I had a haircut yes. And I’m wearing Lou’s blockprint. Some of the invigilators treated me like I was a totally different person having just shaved. “Haven’t seen you for ages,” tried Angela who I saw yesterday. But yeah I get it. My hair comes fast and it changes my face. I auditioned for someone who would be clean shaven. Gotta look the part. And I had long hair too. No more. It’s only the hat that he recognised me by.

Meanwhile I’ve been drawing up plans to clear these units that have to be cleared. Bits of noise round the country where people need their things to turn back into energy. Round and round we go. But I’ve got it sorted whether or not Dean is silent, my truck man. I thought he could deliver. I am not particularly interested in booking anything through a proxy so if you’ve got your HGV licence tell me, I’m putting things in place to get mine so I don’t have to wait for silent people.

The invigilating is always just seasonal and part time, I value it for that. When I tried to work for ATG as a receptionist I quickly realised they needed commitment in a way I couldn’t muster. One department of exams, and a department I know very very well? Great. That’s gravy and if my back goes and I can’t do the theatre jobs I’ve still never auditioned for then fuck it, at least I’ve put things in place.

Bedtime though. Tomorrow is an assessment day. This is a changing time for me and I’m glad you’re along for the ride.

Big old stuff

This week has been very much about invigilation, after my interruption into haulage on Monday. I had to cancel a shift for Monday, told them it was a funeral.

I’ve pitched this haulage job a little bit wonky but as you scale up you have to learn. I thought from the pictures and the jobs I’ve had to do before that it would be achievable with the team I brought. Far from it. This is a big job.
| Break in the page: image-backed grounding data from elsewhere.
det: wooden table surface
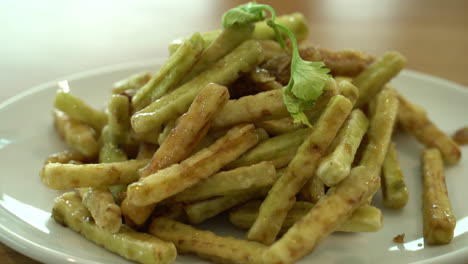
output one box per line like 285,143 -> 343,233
1,0 -> 467,263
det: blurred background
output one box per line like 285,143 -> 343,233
0,0 -> 467,262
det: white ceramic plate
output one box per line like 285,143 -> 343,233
0,61 -> 467,264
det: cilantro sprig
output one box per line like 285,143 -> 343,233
223,2 -> 331,127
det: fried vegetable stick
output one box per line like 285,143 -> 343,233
112,71 -> 151,94
185,188 -> 269,224
317,109 -> 369,186
211,88 -> 288,129
397,93 -> 461,164
262,166 -> 380,264
149,217 -> 266,264
99,94 -> 130,163
174,161 -> 276,202
337,80 -> 359,105
421,148 -> 456,245
183,23 -> 254,83
122,85 -> 230,226
44,150 -> 87,165
230,200 -> 382,233
52,192 -> 176,264
256,117 -> 297,135
135,143 -> 158,160
168,13 -> 308,53
132,32 -> 204,110
41,159 -> 149,190
157,119 -> 176,145
53,109 -> 99,158
298,175 -> 325,203
352,51 -> 407,108
54,90 -> 107,132
247,95 -> 353,245
131,39 -> 264,133
226,128 -> 311,169
127,124 -> 258,206
141,83 -> 230,176
99,126 -> 127,163
78,187 -> 122,233
316,47 -> 375,77
359,88 -> 399,172
381,142 -> 409,209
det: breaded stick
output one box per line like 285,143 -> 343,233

Responsively, I’ve booked a big team. I now have the right balance, in my opinion, to get this squared off nicely. I’ll be back a week today with 6 people and three vans and we will absolutely nail the rest of this. Van and 1 times 3, 1 floater.

It’s interesting to really start to see what I’ve learnt over the years I’ve been responsive in events. There’s a whole language that I’ve learned, it’s almost code. I’ve written about it before, the heras and the scrim and the ped, the dolavs. “Can you go to CSM and ask for a long weight?” That was the old joke. Or “Get me some sky hooks.” “What are they?” “You know, so I can attach this to the sky.” Hazing, they call it in America. I never fell for it, but also never realised I was being wound up. I just went and got Jake the longest weight I could find. “There you go mate.” “That was quick, did you go to CSM?” “No I just grabbed one that wasn’t being used.” Long WAIT you see. Didn’t notice until I saw him do it to someone else. And when he described sky hooks I just told him he’d have to improvise.

I’ve built a team and it’s a good team. We will be able to be efficient now, get this stuff out out out hopefully faster than they’re expecting. If there’s someone at the storage when the vans are out sorting then the loads will be easier. One pane of glass minimum per tip load means we will get it all out and nobody will be overweight. Lots of things to think about, lots of things to consider, lots of things to worry about, nothing to do but do and do and do until it is done.

Beltane today, so I jumped over a candle. Burning away the remains of unmotivated me. This is an overlap of three of my skillsets and contact networks. Crewing massive events, building and loving entertainment from the inside, sorting and shifting other people’s stuff.  I’m in my happy place. But there’s work to be done.

Thankfully invigilating exams leaves a lot of time for thinking.